Can you find at least three more examples of inversion in this poem?

take notes icon For the next activity, read the poem, and then using your notes follow these steps: (1) write three examples of inversion, (2) rewrite the examples in a more traditional word order, and (3) write how this poem makes you feel. When you are finished writing your responses, check our understanding to see some possible responses.
A photograph of a daffodil covered field in Cornwall, England. The field is near the sea with coastal hills in the background.

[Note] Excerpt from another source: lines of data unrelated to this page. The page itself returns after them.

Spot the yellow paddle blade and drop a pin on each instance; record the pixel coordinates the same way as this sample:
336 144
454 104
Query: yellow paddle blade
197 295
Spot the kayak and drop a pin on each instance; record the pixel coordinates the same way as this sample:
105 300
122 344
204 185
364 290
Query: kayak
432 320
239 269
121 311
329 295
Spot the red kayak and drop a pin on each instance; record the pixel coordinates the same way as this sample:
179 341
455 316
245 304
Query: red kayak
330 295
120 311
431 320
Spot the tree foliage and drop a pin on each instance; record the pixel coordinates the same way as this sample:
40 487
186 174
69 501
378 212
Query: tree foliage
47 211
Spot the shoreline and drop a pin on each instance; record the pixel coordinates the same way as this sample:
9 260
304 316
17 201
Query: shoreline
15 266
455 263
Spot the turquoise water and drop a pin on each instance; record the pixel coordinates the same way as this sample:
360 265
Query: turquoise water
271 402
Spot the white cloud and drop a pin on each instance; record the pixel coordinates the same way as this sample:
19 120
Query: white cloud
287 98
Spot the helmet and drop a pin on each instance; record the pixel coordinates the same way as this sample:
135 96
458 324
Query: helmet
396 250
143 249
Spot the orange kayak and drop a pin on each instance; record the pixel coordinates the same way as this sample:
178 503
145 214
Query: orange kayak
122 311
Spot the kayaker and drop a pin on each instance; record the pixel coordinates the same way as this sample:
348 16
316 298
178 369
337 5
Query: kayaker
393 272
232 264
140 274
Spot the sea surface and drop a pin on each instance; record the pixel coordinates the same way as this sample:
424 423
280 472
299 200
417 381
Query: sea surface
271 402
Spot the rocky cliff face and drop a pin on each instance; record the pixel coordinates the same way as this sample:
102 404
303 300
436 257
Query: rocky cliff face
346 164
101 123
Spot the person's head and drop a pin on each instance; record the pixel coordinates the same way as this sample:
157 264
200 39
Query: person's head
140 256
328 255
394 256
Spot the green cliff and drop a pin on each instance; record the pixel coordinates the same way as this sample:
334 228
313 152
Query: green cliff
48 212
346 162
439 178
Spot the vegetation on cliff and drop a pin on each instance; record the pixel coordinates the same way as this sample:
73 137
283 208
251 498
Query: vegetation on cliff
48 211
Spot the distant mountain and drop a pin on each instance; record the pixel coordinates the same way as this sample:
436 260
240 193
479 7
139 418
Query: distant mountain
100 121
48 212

Source: Cornwall Daffodils, Mark Robinson, Wikimedia

I Wandered Lonely As a Cloud

I wandered lonely as a cloud
That floats on high o’er vales and hills,
When all at once I saw a crowd,
A host, of golden daffodils;
Beside the lake, beneath the trees,
Fluttering and dancing in the breeze.

Continuous as the stars that shine
And twinkle on the milky way
They stretched in never-ending line
Along the margin of a bay:
Ten thousand saw I at a glance,
Tossing their heads in sprightly dance.

The waves beside them danced; but they
Out-did the sparkling waves in glee:
A poet could not but be gay,
In such a jocund company:
I gazed—and gazed—but little thought
What wealth the show to me had brought:

For oft, when on my couch I lie
In vacant or in pensive mood,
They flash upon that inward eye
Which is the bliss of solitude;
And then my heart with pleasure fills,
And dances with the daffodils.

—William Wordsworth, 1804


Check Your Understanding

Sample Response:

  1. Examples of inversion:
    • What wealth the show to me had brought (What wealth the show had brought to me)
    • For oft, when on my couch I lie (For oft, when I lie on my couch)
    • And then my heart with pleasure fills (And then my heart fills with pleasure)
  2. The inversion draws the reader’s attention to key ideas in the poem. It seems as though the three inverted lines at the end of the poem show the realization the speaker made and cause me to reflect, too. I’ve not always appreciated nature’s beauty at the moment just as the speaker didn’t appreciate the beautiful field of daffodils.
  3. Sometimes I have been too busy to stop and appreciate what's around me, but later when I think back and remember, I am more appreciative.